Subsequently, we employed Molecular Dynamics (MD) simulations to probe the structural dynamics of the DNA–RNA duplexes formed at select mismatched target sites. Notably, we observed a compelling association between the average RMSD of the DNA–RNA duplexes and the corresponding % Digestion rates. For instance, TS4 exhibited complete digestion (% Digestion: 100%) alongside an RMSD value of 2.1 Å, whereas the 18/1514mm-TS4 variant displayed minimal digestion (10%) concomitant with a higher RMSD of 3.8 Å. Remarkably, the 20/18/1615mm-TS4 variant exhibited heightened activity (∼80%) alongside a lower RMSD value of 2.9 Å.
Discussion
CRISPR-Cas9 has demonstrated remarkable potential in precision genome editing, garnering its inaugural FDA approval for therapeutic intervention in 2023 (20). However, its widespread therapeutic application remains a distant goal, due to the significant challenge posed by its unprecedented off-target effects. While the generation of "knock-out cells" using CRISPR-Cas9 technology has become routine practice in modern cellular biology, it is mainly restricted to in vitro models. Applications of CRISPR-Cas9 have been done in the mice model; but, its efficacy is low and is prone to complications (21, 22). However in the mice model, this problem was addressed by Easi-CRISPR, a method developed by Quadros M. et al. (23), but still, non-specific cleavage of genomic DNA can cause cellular toxicity (24). Their subsequent repair often results in deletions, inversions, and translocations (25, 26, 27, 28). These mutations may cause modulation of gene expression of non-targeted essential genes in the human cell.

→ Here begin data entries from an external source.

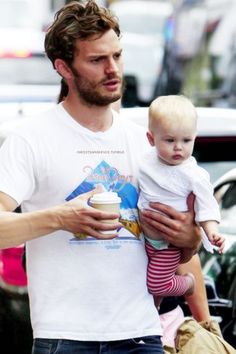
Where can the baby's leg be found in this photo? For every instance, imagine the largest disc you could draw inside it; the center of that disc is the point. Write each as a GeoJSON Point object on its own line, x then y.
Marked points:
{"type": "Point", "coordinates": [161, 277]}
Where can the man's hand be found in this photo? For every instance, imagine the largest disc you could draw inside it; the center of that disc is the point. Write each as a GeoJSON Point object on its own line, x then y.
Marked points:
{"type": "Point", "coordinates": [78, 217]}
{"type": "Point", "coordinates": [175, 227]}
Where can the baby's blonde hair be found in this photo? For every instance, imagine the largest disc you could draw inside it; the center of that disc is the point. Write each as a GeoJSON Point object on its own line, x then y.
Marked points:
{"type": "Point", "coordinates": [172, 110]}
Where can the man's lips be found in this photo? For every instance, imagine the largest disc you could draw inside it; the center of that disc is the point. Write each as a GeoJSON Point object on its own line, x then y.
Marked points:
{"type": "Point", "coordinates": [177, 157]}
{"type": "Point", "coordinates": [112, 83]}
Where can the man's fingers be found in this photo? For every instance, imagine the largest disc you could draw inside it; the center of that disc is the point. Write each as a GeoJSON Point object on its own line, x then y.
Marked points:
{"type": "Point", "coordinates": [87, 195]}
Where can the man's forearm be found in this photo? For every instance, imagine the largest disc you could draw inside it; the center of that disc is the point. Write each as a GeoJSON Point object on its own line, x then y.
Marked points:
{"type": "Point", "coordinates": [17, 228]}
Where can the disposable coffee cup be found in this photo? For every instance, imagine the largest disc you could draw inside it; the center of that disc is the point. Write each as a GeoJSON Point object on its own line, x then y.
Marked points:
{"type": "Point", "coordinates": [107, 201]}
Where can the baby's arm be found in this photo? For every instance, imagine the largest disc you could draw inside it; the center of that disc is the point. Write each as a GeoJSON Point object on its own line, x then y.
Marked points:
{"type": "Point", "coordinates": [211, 229]}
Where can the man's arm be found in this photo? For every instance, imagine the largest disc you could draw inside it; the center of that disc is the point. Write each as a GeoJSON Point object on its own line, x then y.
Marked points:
{"type": "Point", "coordinates": [175, 227]}
{"type": "Point", "coordinates": [74, 216]}
{"type": "Point", "coordinates": [197, 302]}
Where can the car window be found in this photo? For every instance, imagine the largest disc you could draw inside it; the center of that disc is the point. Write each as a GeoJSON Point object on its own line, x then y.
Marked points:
{"type": "Point", "coordinates": [20, 17]}
{"type": "Point", "coordinates": [216, 155]}
{"type": "Point", "coordinates": [226, 197]}
{"type": "Point", "coordinates": [152, 24]}
{"type": "Point", "coordinates": [222, 268]}
{"type": "Point", "coordinates": [29, 70]}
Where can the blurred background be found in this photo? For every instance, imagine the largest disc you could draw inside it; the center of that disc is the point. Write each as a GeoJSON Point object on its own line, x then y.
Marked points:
{"type": "Point", "coordinates": [170, 47]}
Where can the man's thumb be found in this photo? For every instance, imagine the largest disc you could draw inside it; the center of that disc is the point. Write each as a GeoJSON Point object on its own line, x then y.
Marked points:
{"type": "Point", "coordinates": [190, 201]}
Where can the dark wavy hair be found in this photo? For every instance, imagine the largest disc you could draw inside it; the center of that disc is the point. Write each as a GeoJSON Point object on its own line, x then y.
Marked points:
{"type": "Point", "coordinates": [77, 20]}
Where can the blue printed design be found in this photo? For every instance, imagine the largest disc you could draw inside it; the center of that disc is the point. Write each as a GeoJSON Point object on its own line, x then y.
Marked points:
{"type": "Point", "coordinates": [112, 180]}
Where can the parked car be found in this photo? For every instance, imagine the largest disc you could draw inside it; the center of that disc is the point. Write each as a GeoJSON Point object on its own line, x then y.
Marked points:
{"type": "Point", "coordinates": [143, 39]}
{"type": "Point", "coordinates": [221, 269]}
{"type": "Point", "coordinates": [215, 149]}
{"type": "Point", "coordinates": [26, 74]}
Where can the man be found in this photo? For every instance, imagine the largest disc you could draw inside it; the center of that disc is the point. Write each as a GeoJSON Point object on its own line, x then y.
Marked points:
{"type": "Point", "coordinates": [87, 292]}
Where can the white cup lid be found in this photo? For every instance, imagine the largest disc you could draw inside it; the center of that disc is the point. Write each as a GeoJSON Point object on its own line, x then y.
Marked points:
{"type": "Point", "coordinates": [105, 198]}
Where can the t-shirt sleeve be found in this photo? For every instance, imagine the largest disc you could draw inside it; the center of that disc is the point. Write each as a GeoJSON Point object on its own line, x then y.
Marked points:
{"type": "Point", "coordinates": [206, 206]}
{"type": "Point", "coordinates": [16, 168]}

Many attempts have been made to modify the Cas9-gRNA complex to reduce the undesired off-target activity. However, such modifications have a sequence-dependent effect on SpCas9 activity (14, 18, 19, 29, 30). Moreover, the total GC content of the target DNA-gRNA hybrid had a significant effect on the SpCas9 activity. It was found from our experiments that for target DNAs having abnormally high or low GC content (<20% and >80%) reducing the length of the gRNA probe even below 17 nucleotides retained activity. In modified Cas9-gRNA complexes the off-target effect varies with the target DNA sequences but uniform effectiveness is desired for therapeutic application. For this, we need to be able to predict probable off-target possibilities reliably. Mismatches at the seed region of the Target DNA are not tolerated, whereas from our data it was found that mutations up to certain limits are tolerated at the PAM distal end and thus have a significant implication on the off-target effect of SpCas9. There are many recent off-target probability prediction algorithms including CCTop, CFD, CROP-IT, DeepCRISPR, Elevation, CRISPR-OFF, CRISPR, iGWOS, uCRISPR, and CRISPRater (31, 32, 33, 34, 35, 36, 37, 38, 39). Out of these DeepCRISPR, iGWOS and Elevation are based on machine learning, while the rest are based on energetic analysis and experimental rule-driven. However, none of these algorithms take into account the role of DNA-gRNA structural stability that arises due to mismatched target sites. In this present work, we attempted to find the role of DNA: RNA complementation derived energy and structural stability on their functional activity. We employed various PAM distal mutations in various DNA sequences and evaluated the roles of these mismatches on SpCas9 functionality using in vitro cleavage assay as well as cell-based reporter assay. We got very good correlations among them. In vitro assays have the benefit of simplification of complex phenomena and allowing avoidance of confounding factors, but they do not necessarily reflect the actual processes operating inside a cell. However, the cell-based experiment data also supported and endorsed in vitro data.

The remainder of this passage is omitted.